Se ingaggi una band, alle otto arrivano dei musicisti con i loro strumenti, montano, suonano, smontano e vanno via. Tutto il resto (come è vestita la sala, cosa succede fra una portata e l'altra, chi fa alzare la gente, come si promuove la serata) resta un problema tuo.

Se ingaggi un format, arriva la serata intera. Già pensata, già provata altrove, con dentro anche le cose a cui non avevi pensato.

Di cosa è fatto un format di festa napoletana

Quattro pezzi. Se ne manca uno, non è un format: è una delle sue parti vendute col nome del tutto.

1. La scenografia e l'allestimento

È la prima cosa che vede chi entra e decide il tono di tutto il resto. Panni stesi da un lato all'altro, limoni appesi, cuori rossi con le scritte in napoletano, maglie azzurre, la Vespa, l'insegna al neon.

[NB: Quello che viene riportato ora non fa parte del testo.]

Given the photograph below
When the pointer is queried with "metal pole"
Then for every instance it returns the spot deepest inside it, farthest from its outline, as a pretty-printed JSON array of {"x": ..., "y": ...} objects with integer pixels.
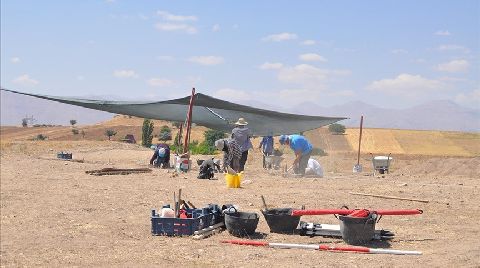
[
  {"x": 189, "y": 122},
  {"x": 360, "y": 140}
]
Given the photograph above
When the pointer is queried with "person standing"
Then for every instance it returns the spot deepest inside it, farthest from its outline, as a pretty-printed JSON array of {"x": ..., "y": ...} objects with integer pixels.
[
  {"x": 266, "y": 146},
  {"x": 231, "y": 153},
  {"x": 302, "y": 148},
  {"x": 241, "y": 134}
]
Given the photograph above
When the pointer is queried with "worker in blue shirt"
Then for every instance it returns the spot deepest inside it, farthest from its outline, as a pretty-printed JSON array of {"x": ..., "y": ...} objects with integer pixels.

Non è decorazione: è la cosa che fa capire in tre secondi che stasera non è una sera normale. Una sala con due festoni e un menù diverso il cliente la smaschera subito.

2. La musica dal vivo

Repertorio popolare partenopeo: tammurriata, tarantella, i classici della canzone napoletana, e i pezzi più recenti che cantano anche i ventenni. Gli strumenti tipici sono la tammorra (il tamburo a cornice), il mandolino, l'organetto e la chitarra, con una o due voci.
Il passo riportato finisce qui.